В глубине палисадника, в освещенном окне особняка видны силуэты эсэсовцев. Вероятно, это хозяева сидящих шоферов. Те самые, кому захотелось толстого сала, яиц, даровых батраков, богатых поместий…
Я вслушиваюсь в реплики играющих, пытаясь уловить приближение конца. Рыжий, прищурившись и склонив голову набок, разливает остатки коньяка. Он сосредоточенно морщит лоб, обдумывая свой ход. Герман — тот, кого я считаю металлистом, — спокойно посасывает прилипшую к углу рта сигарету.
— Король!
— Шестерка червей… Туз!
— Бита.
Порой мне кажется, что немцы играют слишком легкомысленно. И тут же я вспоминаю: они думают, что проигрыш — всего-навсего бутылка коньяка.
Для игры в скат не нужно мастерски соображать. Проигрыш зависит от комбинации карт. Судьбой этих трех распоряжаются тузы и короли. Какая нелепость!
Пустая бутылка летит в сторону.
Проиграл Герман.
Где-то, когда-то, давным-давно, в какой-то неведомой жизни, я увлекался Гёте, Бетховеном, Шиллером. Я и сейчас их люблю. И мне нравятся большие рабочие руки этого слесаря. Но… Я толкаю Борьку в бок, и он отвечает мне едва заметным движением.

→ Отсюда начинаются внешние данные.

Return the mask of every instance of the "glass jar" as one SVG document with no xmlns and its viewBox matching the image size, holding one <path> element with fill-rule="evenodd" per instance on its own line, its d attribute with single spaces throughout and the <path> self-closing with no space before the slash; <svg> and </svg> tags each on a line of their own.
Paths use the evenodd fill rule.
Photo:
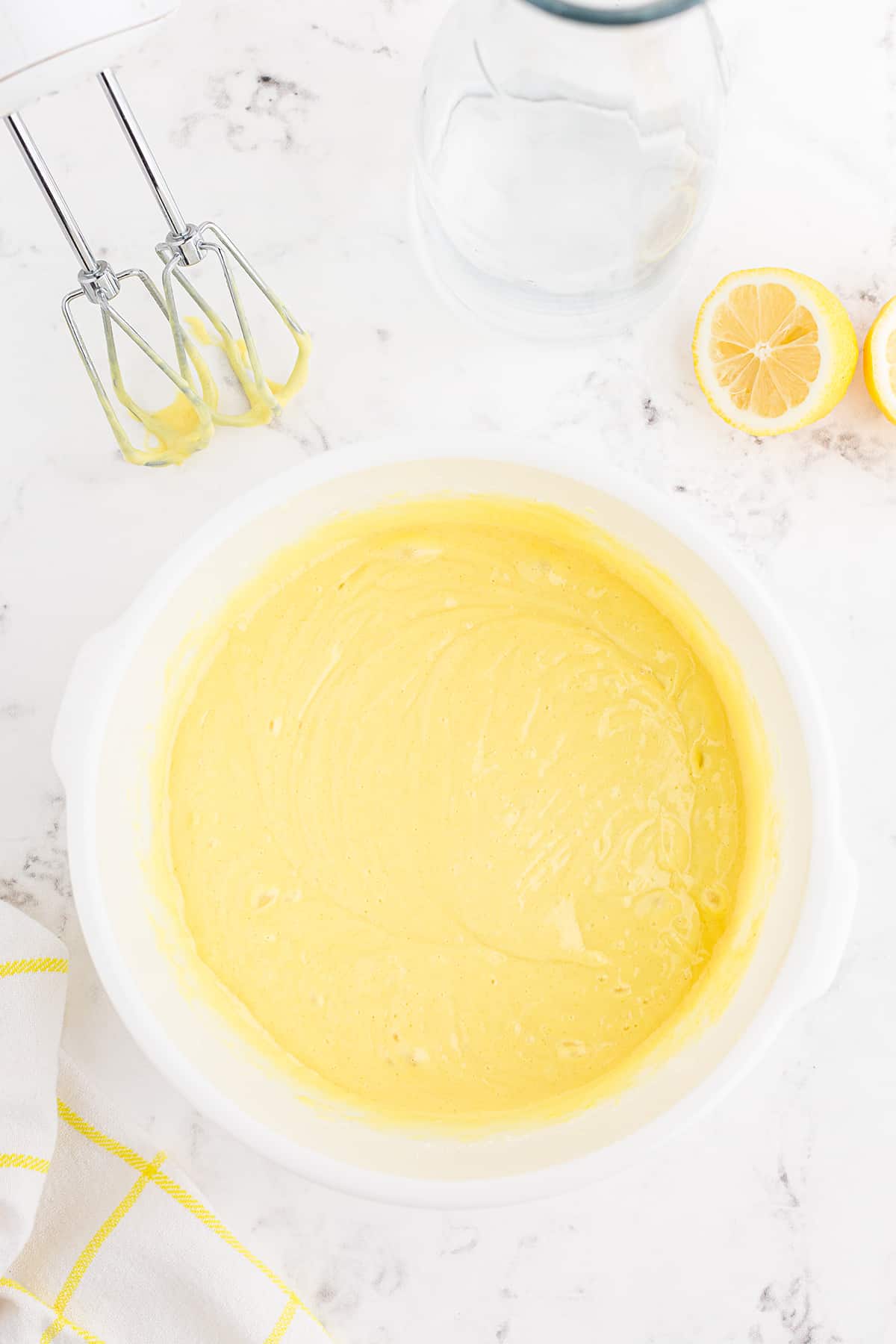
<svg viewBox="0 0 896 1344">
<path fill-rule="evenodd" d="M 411 214 L 427 270 L 520 335 L 629 324 L 693 245 L 723 98 L 703 0 L 457 0 L 418 108 Z"/>
</svg>

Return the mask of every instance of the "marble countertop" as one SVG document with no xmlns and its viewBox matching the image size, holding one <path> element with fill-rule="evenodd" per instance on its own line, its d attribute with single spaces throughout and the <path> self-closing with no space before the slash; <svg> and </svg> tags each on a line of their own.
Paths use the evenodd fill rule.
<svg viewBox="0 0 896 1344">
<path fill-rule="evenodd" d="M 275 429 L 222 434 L 179 470 L 116 456 L 59 317 L 70 255 L 0 138 L 0 896 L 69 945 L 69 1051 L 337 1344 L 883 1344 L 896 1337 L 896 429 L 857 378 L 823 423 L 744 438 L 707 409 L 689 341 L 699 301 L 735 267 L 817 276 L 860 339 L 896 292 L 896 19 L 884 0 L 751 0 L 742 15 L 721 0 L 728 140 L 696 259 L 660 314 L 571 352 L 484 335 L 418 271 L 408 141 L 442 9 L 184 0 L 125 65 L 188 208 L 224 222 L 316 336 L 312 383 Z M 98 250 L 149 258 L 157 219 L 98 90 L 46 99 L 30 122 Z M 604 457 L 748 559 L 815 665 L 861 872 L 834 988 L 707 1120 L 625 1176 L 470 1215 L 290 1176 L 150 1067 L 83 946 L 48 758 L 79 644 L 203 519 L 305 456 L 434 423 Z"/>
</svg>

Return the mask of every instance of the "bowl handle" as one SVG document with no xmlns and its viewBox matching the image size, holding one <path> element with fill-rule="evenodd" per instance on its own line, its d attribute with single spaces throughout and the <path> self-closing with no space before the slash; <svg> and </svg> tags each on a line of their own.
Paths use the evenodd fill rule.
<svg viewBox="0 0 896 1344">
<path fill-rule="evenodd" d="M 858 896 L 858 868 L 844 843 L 834 844 L 823 899 L 818 903 L 814 929 L 809 930 L 815 945 L 803 980 L 803 1003 L 827 993 L 844 960 L 849 930 Z"/>
<path fill-rule="evenodd" d="M 83 767 L 87 743 L 95 732 L 101 688 L 118 644 L 116 625 L 90 636 L 78 650 L 69 673 L 50 745 L 55 771 L 66 790 L 74 785 L 75 773 Z"/>
</svg>

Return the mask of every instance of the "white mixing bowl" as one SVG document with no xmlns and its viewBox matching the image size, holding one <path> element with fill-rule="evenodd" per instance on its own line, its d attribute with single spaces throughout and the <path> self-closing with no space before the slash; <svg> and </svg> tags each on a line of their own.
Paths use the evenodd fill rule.
<svg viewBox="0 0 896 1344">
<path fill-rule="evenodd" d="M 160 946 L 164 914 L 142 866 L 148 759 L 165 669 L 187 633 L 278 547 L 383 499 L 498 493 L 587 513 L 674 578 L 732 648 L 775 758 L 780 868 L 755 956 L 723 1016 L 619 1099 L 563 1124 L 482 1140 L 416 1138 L 324 1116 L 271 1075 L 195 995 Z M 203 527 L 113 626 L 87 642 L 54 739 L 71 878 L 99 976 L 157 1067 L 250 1146 L 325 1184 L 437 1207 L 555 1193 L 631 1163 L 733 1086 L 785 1023 L 830 984 L 856 898 L 836 766 L 803 659 L 768 598 L 673 500 L 549 445 L 375 442 L 314 458 Z M 142 832 L 142 833 L 141 833 Z"/>
</svg>

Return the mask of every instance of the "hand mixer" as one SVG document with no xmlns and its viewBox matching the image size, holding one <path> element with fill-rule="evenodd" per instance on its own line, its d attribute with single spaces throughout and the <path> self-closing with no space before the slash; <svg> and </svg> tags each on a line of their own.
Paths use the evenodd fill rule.
<svg viewBox="0 0 896 1344">
<path fill-rule="evenodd" d="M 4 3 L 8 3 L 8 0 L 4 0 Z M 0 28 L 4 22 L 9 22 L 9 12 L 0 7 Z M 19 79 L 20 74 L 16 73 L 11 78 L 12 81 Z M 211 220 L 206 220 L 199 226 L 187 223 L 124 95 L 117 77 L 111 70 L 101 70 L 97 78 L 168 223 L 168 234 L 156 249 L 163 262 L 161 290 L 146 271 L 141 269 L 113 270 L 109 262 L 97 259 L 20 114 L 17 112 L 8 112 L 5 121 L 56 222 L 81 262 L 81 270 L 78 271 L 79 288 L 63 298 L 63 317 L 122 456 L 129 462 L 165 465 L 168 462 L 183 461 L 191 453 L 204 448 L 214 433 L 215 425 L 250 425 L 269 421 L 305 382 L 310 341 L 282 300 L 270 289 L 249 258 L 218 224 Z M 1 95 L 3 89 L 0 87 Z M 212 265 L 216 262 L 222 270 L 226 292 L 236 317 L 238 336 L 234 336 L 218 312 L 199 293 L 191 278 L 195 269 L 203 261 L 211 261 Z M 274 383 L 265 376 L 239 293 L 236 270 L 243 277 L 247 277 L 263 298 L 267 300 L 296 343 L 296 360 L 283 383 Z M 117 309 L 116 300 L 126 281 L 141 285 L 169 323 L 176 368 Z M 175 282 L 183 288 L 211 324 L 214 336 L 196 319 L 181 317 Z M 144 425 L 148 439 L 145 446 L 132 442 L 106 390 L 95 360 L 90 353 L 83 332 L 74 319 L 73 308 L 79 300 L 86 300 L 99 312 L 111 388 L 118 403 Z M 189 329 L 187 324 L 189 324 Z M 171 382 L 175 390 L 175 399 L 169 406 L 154 411 L 146 410 L 130 395 L 122 375 L 120 352 L 116 344 L 117 333 L 126 336 L 152 362 L 159 372 Z M 218 387 L 206 360 L 197 349 L 196 337 L 204 344 L 216 344 L 223 349 L 246 396 L 247 407 L 244 411 L 224 414 L 219 410 Z"/>
</svg>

Герман встает. Он позвякивает на ходу ключами. Я тоже встаю и поднимаю рукоятку парабеллума…
Через пять минут мы сумасшедше мчимся по шоссе. Душно. Я опускаю стекла. Рвется кусками ветер.
— Отличный «оппель». Донесение доставим вовремя, — говорит Борька.
Я молча соглашаюсь с ним.
Этот месяц почти сплошь состоял из боев. Отряд никак не мог оторваться от карателей и все время находился в движении.
Рыть землянки или ставить шалаши было некогда.